Title: Re: Disappearing Black Squares
Post by ThudanBlunder on Jan 24th, 2008, 1:08pm

on 01/24/08 at 05:23:33, Hippo wrote:
I have thought about temporary ... is he srn347 or not.

He uses uncharacteristic words such as 'thoroughly' and 'ordinariness'. But surely an imposter would not make so many posts. Anyway, he should stay away from Putnam and confine himself to Easy, What Happened? and Why Am I a Snotty-nosed Little Dweeb?

Title: Re: Disappearing Black Squares
Post by temporary on Jan 24th, 2008, 10:45pm
Is your rudeness an imitation of strength or intellect? More importantly, how was my answer wrong? x/infinity=0. Otherwise, how would the squares just disappear? Are the three  of four neighbors counted vertical/horizontal, because I counted diagonal?

Title: Re: Disappearing Black Squares
Post by towr on Jan 25th, 2008, 12:29am

on 01/24/08 at 22:45:07, temporary wrote:
More importantly, how was my answer wrong? x/infinity=0.
Considering infinity isn't a real number you can't divide by it.


Quote:
Otherwise, how would the squares just disappear?
Because there is a process going on that changes the number of black squares in each step. It doesn't matter if the board is infinite or not, as rmsgrey has shown.

Title: Re: Disappearing Black Squares
Post by temporary on Jan 25th, 2008, 6:59am

on 01/25/08 at 00:29:55, towr wrote:
Considering infinity isn't a real number you can't divide by it.

Because there is a process going on that changes the number of black squares in each step. It doesn't matter if the board is infinite or not, as rmsgrey has shown.


Infinity is hyperreal. And if the squares dissappear, it must be a paradox since logically they couldn't all be gone.

Title: Re: Disappearing Black Squares
Post by towr on Jan 25th, 2008, 7:40am

on 01/25/08 at 06:59:36, temporary wrote:
Infinity is hyperreal.
But we're not dealing with hyperreals.


Quote:
And if the squares dissappear, it must be a paradox since logically they couldn't all be gone.
That clearly demonstrates you don't understand the problem; at all.
If you have 1 single square, then by the rules described in the opening post, in the next iteration it will be gone.
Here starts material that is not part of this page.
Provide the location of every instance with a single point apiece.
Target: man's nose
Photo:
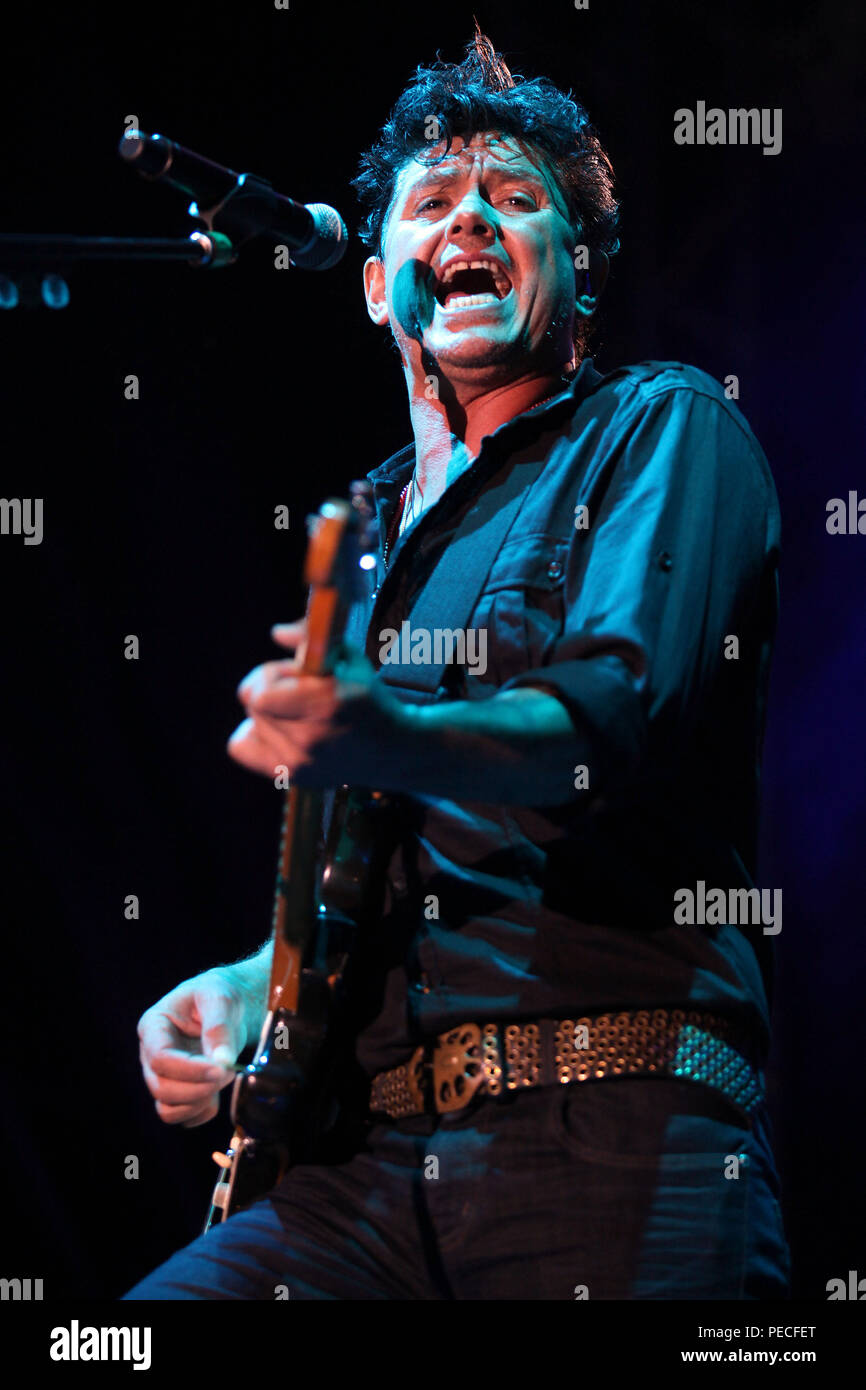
(471, 218)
There is no mystery or paradox as to why it's gone; it is stated in the rules that if it doesn't have at least 3 neighbours it won't be on the plane in the next iteration.
Look up cellular automata, or conway's game of life.
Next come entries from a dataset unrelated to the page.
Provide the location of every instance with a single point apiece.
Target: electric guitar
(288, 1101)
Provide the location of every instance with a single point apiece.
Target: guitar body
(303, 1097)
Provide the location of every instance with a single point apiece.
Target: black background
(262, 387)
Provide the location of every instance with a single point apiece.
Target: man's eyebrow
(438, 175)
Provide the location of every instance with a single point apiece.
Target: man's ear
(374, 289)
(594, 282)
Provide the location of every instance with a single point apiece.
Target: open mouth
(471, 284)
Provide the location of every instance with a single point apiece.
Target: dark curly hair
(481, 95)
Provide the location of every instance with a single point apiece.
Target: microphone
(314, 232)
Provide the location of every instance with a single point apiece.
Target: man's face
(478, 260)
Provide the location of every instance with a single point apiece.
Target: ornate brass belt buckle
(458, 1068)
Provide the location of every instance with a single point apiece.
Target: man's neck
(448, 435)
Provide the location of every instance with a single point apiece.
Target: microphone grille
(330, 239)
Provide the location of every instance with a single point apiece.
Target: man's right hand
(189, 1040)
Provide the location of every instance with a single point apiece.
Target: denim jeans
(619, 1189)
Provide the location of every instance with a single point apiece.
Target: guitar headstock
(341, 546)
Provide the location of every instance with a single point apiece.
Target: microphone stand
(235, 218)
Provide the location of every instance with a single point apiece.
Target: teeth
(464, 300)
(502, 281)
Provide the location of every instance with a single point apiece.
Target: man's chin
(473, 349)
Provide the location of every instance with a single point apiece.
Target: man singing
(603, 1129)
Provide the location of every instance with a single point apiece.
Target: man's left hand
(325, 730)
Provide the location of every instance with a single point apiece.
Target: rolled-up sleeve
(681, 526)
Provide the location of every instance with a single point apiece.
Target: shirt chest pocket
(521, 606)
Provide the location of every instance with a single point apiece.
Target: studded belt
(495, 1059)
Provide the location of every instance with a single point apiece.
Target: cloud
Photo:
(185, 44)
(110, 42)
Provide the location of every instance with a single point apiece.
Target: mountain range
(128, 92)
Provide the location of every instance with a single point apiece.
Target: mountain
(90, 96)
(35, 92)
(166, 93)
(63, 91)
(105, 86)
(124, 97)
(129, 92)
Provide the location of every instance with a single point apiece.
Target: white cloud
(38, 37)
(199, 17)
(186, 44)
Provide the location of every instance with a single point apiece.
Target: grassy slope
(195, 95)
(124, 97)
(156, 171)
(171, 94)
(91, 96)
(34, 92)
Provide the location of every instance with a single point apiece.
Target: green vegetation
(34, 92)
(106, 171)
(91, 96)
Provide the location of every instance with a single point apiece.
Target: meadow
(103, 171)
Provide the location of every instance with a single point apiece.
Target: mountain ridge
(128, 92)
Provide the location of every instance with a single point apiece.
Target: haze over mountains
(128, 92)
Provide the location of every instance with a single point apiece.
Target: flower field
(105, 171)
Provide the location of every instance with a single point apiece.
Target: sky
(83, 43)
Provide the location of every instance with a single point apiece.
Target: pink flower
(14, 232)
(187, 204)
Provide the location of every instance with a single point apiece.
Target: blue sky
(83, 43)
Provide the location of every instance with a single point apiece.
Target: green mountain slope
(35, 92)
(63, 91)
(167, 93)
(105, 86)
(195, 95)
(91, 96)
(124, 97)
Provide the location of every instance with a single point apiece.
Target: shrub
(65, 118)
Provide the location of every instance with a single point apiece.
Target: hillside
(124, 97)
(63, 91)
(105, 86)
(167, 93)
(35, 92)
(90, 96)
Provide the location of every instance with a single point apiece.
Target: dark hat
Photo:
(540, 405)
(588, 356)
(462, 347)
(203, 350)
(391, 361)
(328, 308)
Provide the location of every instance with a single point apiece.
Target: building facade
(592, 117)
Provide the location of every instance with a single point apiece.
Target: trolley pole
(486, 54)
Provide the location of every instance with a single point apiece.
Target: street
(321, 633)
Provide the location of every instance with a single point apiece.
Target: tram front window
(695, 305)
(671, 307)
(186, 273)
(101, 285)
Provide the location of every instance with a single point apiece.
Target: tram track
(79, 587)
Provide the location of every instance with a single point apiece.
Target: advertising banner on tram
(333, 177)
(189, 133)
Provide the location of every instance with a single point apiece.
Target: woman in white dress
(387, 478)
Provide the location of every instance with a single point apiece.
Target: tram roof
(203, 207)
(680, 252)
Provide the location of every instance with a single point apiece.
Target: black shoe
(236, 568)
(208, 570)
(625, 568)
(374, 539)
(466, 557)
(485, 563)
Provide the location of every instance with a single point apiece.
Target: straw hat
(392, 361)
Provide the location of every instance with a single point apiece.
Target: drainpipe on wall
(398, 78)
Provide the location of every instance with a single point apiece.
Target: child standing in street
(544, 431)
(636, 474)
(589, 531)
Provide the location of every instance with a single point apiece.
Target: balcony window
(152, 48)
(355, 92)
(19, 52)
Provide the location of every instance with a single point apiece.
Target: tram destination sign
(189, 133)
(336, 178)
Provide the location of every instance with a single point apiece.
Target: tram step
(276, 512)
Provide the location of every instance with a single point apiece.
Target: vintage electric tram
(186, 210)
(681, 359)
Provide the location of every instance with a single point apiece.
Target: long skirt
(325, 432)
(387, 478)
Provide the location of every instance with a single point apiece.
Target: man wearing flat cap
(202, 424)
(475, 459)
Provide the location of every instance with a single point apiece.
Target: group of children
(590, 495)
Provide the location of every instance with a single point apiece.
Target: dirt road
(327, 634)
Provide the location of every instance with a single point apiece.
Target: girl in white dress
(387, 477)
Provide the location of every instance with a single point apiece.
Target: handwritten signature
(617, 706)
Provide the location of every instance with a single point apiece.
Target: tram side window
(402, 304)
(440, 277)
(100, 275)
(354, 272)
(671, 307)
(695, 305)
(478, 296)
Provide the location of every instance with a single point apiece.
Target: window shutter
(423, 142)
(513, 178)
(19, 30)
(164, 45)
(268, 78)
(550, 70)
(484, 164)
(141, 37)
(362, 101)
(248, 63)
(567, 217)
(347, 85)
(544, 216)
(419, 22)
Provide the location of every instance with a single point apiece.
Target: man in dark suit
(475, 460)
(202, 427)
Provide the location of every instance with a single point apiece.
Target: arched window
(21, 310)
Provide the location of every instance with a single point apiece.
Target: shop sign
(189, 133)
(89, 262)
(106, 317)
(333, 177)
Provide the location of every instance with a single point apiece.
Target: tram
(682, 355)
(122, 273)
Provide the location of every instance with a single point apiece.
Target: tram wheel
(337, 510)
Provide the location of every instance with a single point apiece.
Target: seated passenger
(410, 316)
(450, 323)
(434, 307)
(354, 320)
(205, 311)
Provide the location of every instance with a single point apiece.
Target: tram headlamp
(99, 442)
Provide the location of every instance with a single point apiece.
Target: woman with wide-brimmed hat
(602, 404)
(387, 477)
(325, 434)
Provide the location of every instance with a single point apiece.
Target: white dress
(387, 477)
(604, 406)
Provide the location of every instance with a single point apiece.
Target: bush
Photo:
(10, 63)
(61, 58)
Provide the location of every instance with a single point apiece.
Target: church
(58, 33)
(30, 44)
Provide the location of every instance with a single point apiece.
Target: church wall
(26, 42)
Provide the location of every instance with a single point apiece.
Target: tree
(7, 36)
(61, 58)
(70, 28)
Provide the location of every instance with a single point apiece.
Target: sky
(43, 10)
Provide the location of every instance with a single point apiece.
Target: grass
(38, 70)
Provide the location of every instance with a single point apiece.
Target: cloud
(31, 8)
And you can consider yourself ignored from now on. Regardless of whether or not you're srn347, you're just as obtuse, annoying and willfully ignorant; and I've had enough. Goodbye, and I hope you grow out of.
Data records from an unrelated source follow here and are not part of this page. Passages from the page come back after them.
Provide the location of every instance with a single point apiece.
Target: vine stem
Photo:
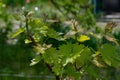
(75, 28)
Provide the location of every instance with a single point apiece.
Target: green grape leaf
(53, 34)
(51, 56)
(34, 61)
(110, 56)
(70, 52)
(84, 57)
(83, 38)
(20, 30)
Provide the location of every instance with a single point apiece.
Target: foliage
(74, 51)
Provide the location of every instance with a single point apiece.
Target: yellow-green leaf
(21, 30)
(27, 41)
(83, 38)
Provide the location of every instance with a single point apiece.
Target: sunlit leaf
(35, 60)
(83, 38)
(27, 41)
(21, 30)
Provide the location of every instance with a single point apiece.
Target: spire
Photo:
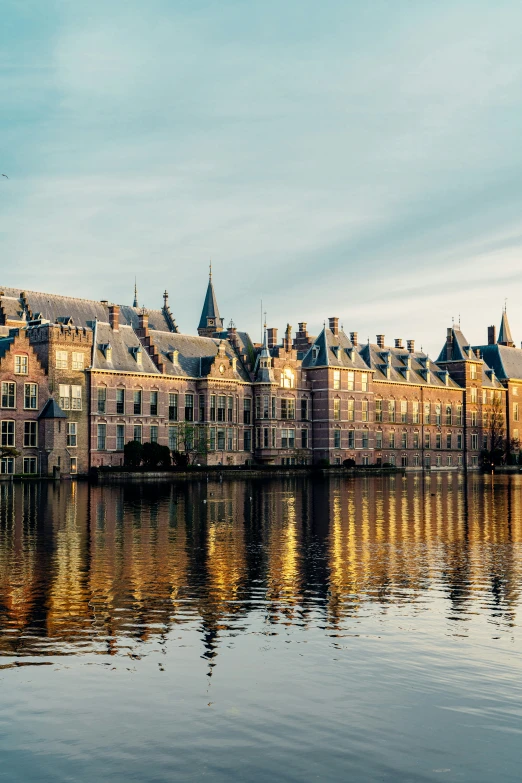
(504, 335)
(210, 320)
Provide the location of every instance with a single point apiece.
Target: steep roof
(52, 410)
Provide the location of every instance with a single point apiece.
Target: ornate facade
(80, 379)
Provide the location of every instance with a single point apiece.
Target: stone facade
(108, 374)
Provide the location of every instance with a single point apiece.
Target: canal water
(361, 629)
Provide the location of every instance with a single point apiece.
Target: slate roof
(52, 410)
(52, 307)
(333, 351)
(404, 367)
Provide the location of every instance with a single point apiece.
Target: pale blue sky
(359, 159)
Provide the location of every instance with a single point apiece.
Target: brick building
(98, 375)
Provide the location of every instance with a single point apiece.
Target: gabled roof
(330, 350)
(52, 410)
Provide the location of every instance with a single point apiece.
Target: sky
(351, 159)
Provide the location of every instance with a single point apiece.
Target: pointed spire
(504, 335)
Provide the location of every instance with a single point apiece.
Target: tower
(210, 321)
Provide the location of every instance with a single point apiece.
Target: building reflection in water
(104, 568)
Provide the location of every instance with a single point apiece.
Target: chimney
(272, 337)
(114, 317)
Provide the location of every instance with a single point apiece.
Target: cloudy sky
(359, 159)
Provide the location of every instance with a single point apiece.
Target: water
(343, 629)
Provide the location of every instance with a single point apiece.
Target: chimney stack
(114, 317)
(272, 337)
(333, 323)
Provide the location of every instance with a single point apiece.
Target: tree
(133, 454)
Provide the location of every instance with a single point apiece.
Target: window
(102, 399)
(21, 364)
(7, 433)
(77, 361)
(30, 396)
(154, 403)
(8, 394)
(7, 465)
(247, 440)
(287, 378)
(101, 437)
(120, 400)
(30, 434)
(189, 407)
(62, 360)
(287, 409)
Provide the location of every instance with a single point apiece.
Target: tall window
(101, 437)
(120, 400)
(30, 396)
(62, 360)
(72, 434)
(8, 394)
(173, 407)
(30, 434)
(7, 433)
(21, 364)
(102, 399)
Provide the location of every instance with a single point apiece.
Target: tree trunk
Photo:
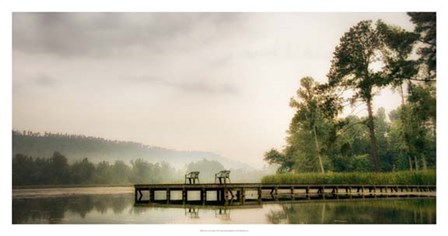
(373, 145)
(318, 150)
(425, 167)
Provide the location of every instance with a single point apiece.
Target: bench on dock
(194, 175)
(222, 176)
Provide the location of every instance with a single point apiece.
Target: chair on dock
(222, 176)
(194, 175)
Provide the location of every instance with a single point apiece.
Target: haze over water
(92, 206)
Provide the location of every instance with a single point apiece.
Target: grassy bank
(427, 177)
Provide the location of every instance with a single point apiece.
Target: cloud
(45, 80)
(105, 34)
(187, 85)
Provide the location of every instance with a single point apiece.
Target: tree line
(369, 57)
(56, 170)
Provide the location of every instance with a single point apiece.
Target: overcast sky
(186, 81)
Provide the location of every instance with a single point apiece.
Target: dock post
(168, 195)
(241, 196)
(151, 194)
(203, 195)
(226, 195)
(184, 195)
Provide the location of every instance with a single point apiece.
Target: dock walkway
(238, 192)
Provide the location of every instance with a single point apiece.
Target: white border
(9, 6)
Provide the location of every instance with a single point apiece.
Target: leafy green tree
(426, 28)
(277, 158)
(355, 66)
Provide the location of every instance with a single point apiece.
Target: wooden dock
(242, 193)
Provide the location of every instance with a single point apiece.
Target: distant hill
(76, 147)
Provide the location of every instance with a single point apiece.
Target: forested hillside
(78, 147)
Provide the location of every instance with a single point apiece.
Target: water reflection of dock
(241, 194)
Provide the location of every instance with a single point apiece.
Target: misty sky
(186, 81)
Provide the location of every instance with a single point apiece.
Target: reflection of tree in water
(52, 210)
(421, 211)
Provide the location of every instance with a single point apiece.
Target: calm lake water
(115, 205)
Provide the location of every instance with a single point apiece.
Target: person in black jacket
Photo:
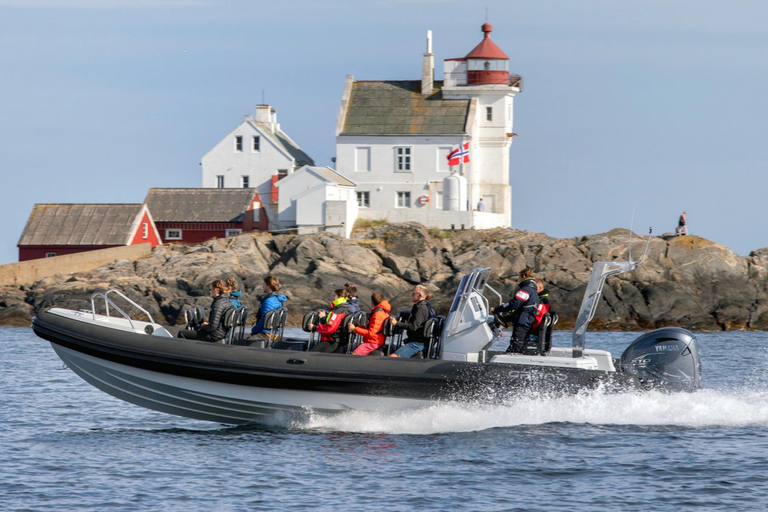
(414, 326)
(521, 310)
(213, 329)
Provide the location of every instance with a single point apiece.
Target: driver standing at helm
(521, 310)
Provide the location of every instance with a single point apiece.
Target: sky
(632, 110)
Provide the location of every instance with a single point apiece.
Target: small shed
(65, 228)
(315, 199)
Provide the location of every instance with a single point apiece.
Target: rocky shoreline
(685, 281)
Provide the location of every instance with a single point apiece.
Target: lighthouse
(483, 76)
(393, 138)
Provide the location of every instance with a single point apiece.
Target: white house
(315, 199)
(393, 137)
(256, 154)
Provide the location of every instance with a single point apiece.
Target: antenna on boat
(600, 272)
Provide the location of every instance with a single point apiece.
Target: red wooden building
(58, 229)
(194, 215)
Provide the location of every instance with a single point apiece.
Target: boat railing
(600, 272)
(108, 302)
(472, 285)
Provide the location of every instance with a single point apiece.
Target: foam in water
(704, 408)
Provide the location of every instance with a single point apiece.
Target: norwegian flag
(458, 155)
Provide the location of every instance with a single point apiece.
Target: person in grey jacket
(213, 329)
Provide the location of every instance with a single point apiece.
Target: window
(403, 161)
(442, 159)
(362, 159)
(256, 211)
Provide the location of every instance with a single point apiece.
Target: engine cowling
(665, 359)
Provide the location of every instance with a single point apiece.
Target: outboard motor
(666, 359)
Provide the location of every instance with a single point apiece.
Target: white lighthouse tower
(483, 76)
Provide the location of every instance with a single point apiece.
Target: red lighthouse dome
(486, 63)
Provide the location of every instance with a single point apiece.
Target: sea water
(64, 445)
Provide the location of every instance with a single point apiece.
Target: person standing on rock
(681, 228)
(521, 309)
(414, 325)
(353, 303)
(329, 330)
(373, 337)
(213, 329)
(234, 293)
(271, 300)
Title: Re: Disappearing Black Squares
Post by Icarus on Jan 25th, 2008, 5:15pm

on 01/25/08 at 06:59:36, temporary wrote:
Infinity is hyperreal.


And if you bring in the hyperreals, x/http://www.ocf.berkeley.edu/~wwu/YaBBImages/symbols/infty.gif http://www.ocf.berkeley.edu/~wwu/YaBBImages/symbols/ne.gif 0 either.

But in any case, probabilities and percentages are calculated using real numbers, not hyperreals, and 0% is not the same as none existing when infinite amounts are involved.

Title: Re: Disappearing Black Squares
Post by temporary on Jan 25th, 2008, 5:53pm
Ok. How would the second board have no black squares though? Perhaps infinitely small black squares.

Title: Re: Disappearing Black Squares
Post by Icarus on Jan 25th, 2008, 5:58pm
??? Have you read the riddle? At each step, any black square that doesn't have 3 black neighbors (of 4 neighbors total, so diagonals are not considered neighbors) are removed. As rmsgrey has shown, eventually, this removes all the black squares.

Title: Re: Disappearing Black Squares
Post by temporary on Jan 25th, 2008, 8:21pm
Oh, you keep repeating it. I thought it was only done once. If repeated indefinitely of coarse they will disappear. That is why they must be finite. If it was diagonal, it would have the same answer.

Title: Re: Disappearing Black Squares
Post by rmsgrey on Jan 26th, 2008, 10:01am

on 01/25/08 at 17:58:18, Icarus wrote:
As rmsgrey has shown, eventually, this removes all the black squares.

Thanks for the credit, but all I've shown is that you can reduce it to a finite problem, the solution of which also solves the infinite case.

SMQ got there first with the solution to the infinite case.

Title: Re: Disappearing Black Squares
Post by Icarus on Jan 26th, 2008, 10:08am
My apologies for the mis-attribution. I should have checked more carefully.